“Soy de dormirme tarde. Llego a casa y me quedo mirando una película”, dice, sentado en una cómoda silla con respaldo y posabrazos que no utiliza, junto a una mesa larga y, al fondo, un televisor de muchas pulgadas. Un funcionario le arroja las llaves y subimos una escalera para entrar en la sala de reuniones de Canal 10. En el camino, todos lo saludan con afecto y la naturalidad de esos hábitos que hacen los días más fáciles. En la vereda, un rato antes de comenzar la charla, un hombre pequeño, canoso y de lentes con mucho aumento confesaba cuánto quiere a Petru y nos contaba uno de los chistes incorrectísimos que suele hacerle, contando con su confianza y complicidad.

Hace minutos que el actor salió del aire en su rol de conductor del programa La mañana en casa. Antes de irse del canal, se encontrará con otra tanda de trabajadores, como Aldo Martínez, que lo busca para abrazarlo y contarle lo bien que le fue en su viaje. “Yo lo he vivido todo con ellos: amores, la muerte de mis padres, momentos lindos, complicados. Han sido mi familia”, dice Petru mientras rememora sus varias décadas transcurridas en el edificio de la calle Lorenzo Carnelli.
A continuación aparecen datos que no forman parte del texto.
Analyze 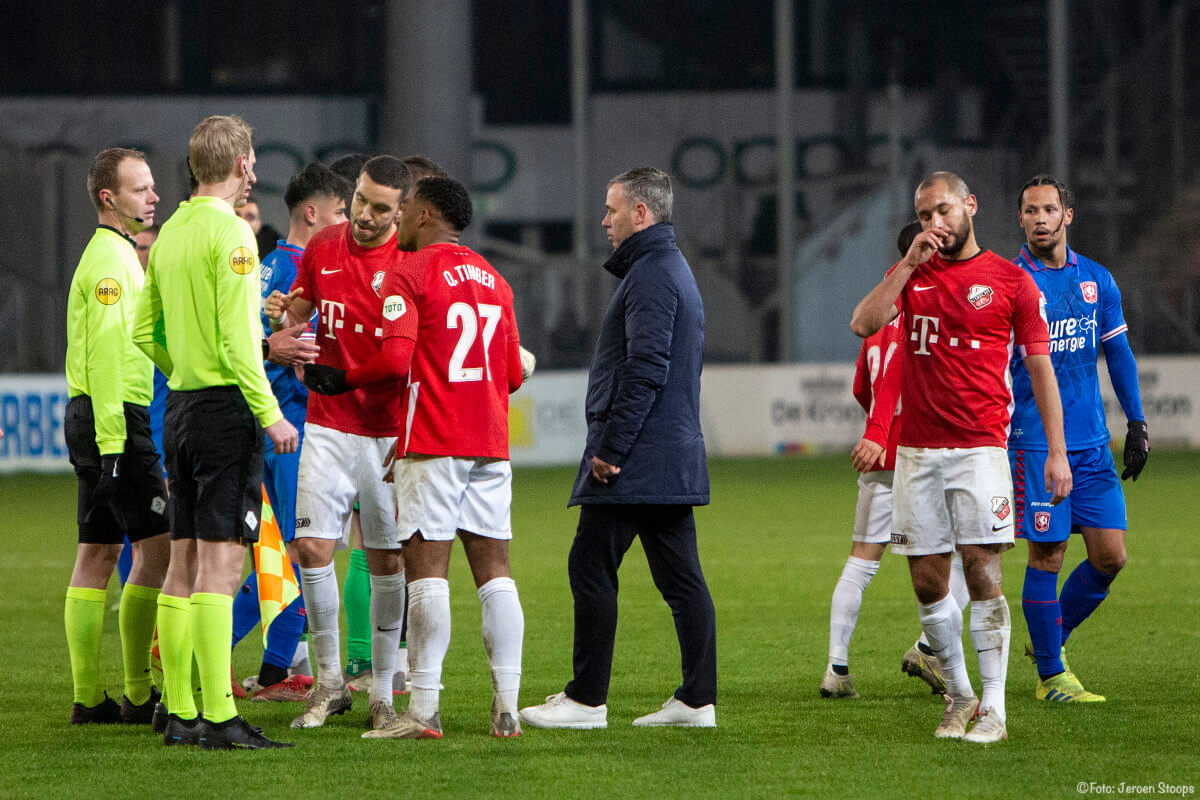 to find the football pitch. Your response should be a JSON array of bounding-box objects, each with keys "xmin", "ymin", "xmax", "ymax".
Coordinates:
[{"xmin": 0, "ymin": 451, "xmax": 1200, "ymax": 800}]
En su almanaque mental vuelve a marcar el 1º de julio de 1988 como la fecha en la que se sumó al elenco del célebre programa humorístico Decalegrón. Ese mismo año, pero en febrero, había estrenado la versión uruguaya de ¿Quién le teme a Italia Fausta?, una obra que se mantuvo en cartel hasta 2003 y que lo consagró como una de las figuras más destacadas de la escena teatral local.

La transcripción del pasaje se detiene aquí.